Dominique Emerson became Langley’s newest city councilwoman on Tuesday.
Emerson, a longtime city resident and business owner, was appointed to fill the vacancy left by Robin Black earlier this month in a 3-1 vote during the council’s regular meeting. She was nominated by Councilwoman Rene Neff, got a second from Councilman Bruce Allen and final support from Councilwoman Ursula Shoudy, who was elected to her first term in November.
Councilman Thomas Gill was the only one who didn’t vote for Emerson, instead casting his supporting for Aaron Simpson. He and Frank Rose were the other two people who applied for the vacancy.
“This was gut wrenching,” Neff said to the candidates and small crowd of about a dozen after the vote.
“I almost thought about resigning myself so two of you could join,” she added.

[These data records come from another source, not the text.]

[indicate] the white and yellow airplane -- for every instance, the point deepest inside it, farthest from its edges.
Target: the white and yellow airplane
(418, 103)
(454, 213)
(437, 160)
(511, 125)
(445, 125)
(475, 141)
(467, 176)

All three candidates — Emerson, Rose and Simpson — were well known to the council. Emerson has served on the planning board since 2012. Rose has led the Langley Arts Commission since its inception in 2014. And Simpson served on the planning board until resigning for work commitments last year.
The selection process was largely open to the public, with council members interviewing the candidates in open session. Each were asked 10 questions about their backgrounds, temperaments, thoughts on the council’s role in the city, and visions for the next 10 to 20 years.
Emerson spent most of her professional career in the computer engineering industry, having run a consulting company out of Langley between 1989 and 2000. She then turned her attention to landscaping as the owner of Langley-based Custom Landscape Solutions.
Her experiences in Langley shaped her vision for the city for the next 10 and 20 years; she wants to focus on limited growth within city limits and improving quality of life for residents. One of her main ideas was to make it a more pedestrian-friendly city where families want to settle for their home and place of work to “get out of our cars more.”
Related to that vision, Emerson said affordable housing, business growth and utilities expansion in city limits were some of the most pressing long-range issues for Langley.
“Really start to focus on getting the sewer, stormwater services to especially the Decker/Furman area,” she said.
She joined the city’s shoreline advisory committee to help draft the shoreline master program which was approved in 2013. Emerson was appointed to the planning board in 2012, which has worked diligently this past year to update the city’s comprehensive plan.
“I’m a hard worker,” Emerson said. “I get on a board or committee and I’m in for life.”
Langley Mayor Tim Callison, who is also new to office since his election this past November, said one condition of her council appointment is that she must resign from the planning board.
The council and Callison met for a 30-minute executive session to discuss the three candidates who applied to serve in the recently vacated position. After which the council voted in Emerson, who joined the other four members at the table.
The position to which she was appointed will last until 2017, at which point she will have to seek election to fill out the four-year term. Black previously held the position, but resigned as part of a campaign promise that if her husband, Callison, was elected mayor she would step down to alleviate voiced concerns about a conflict of interest.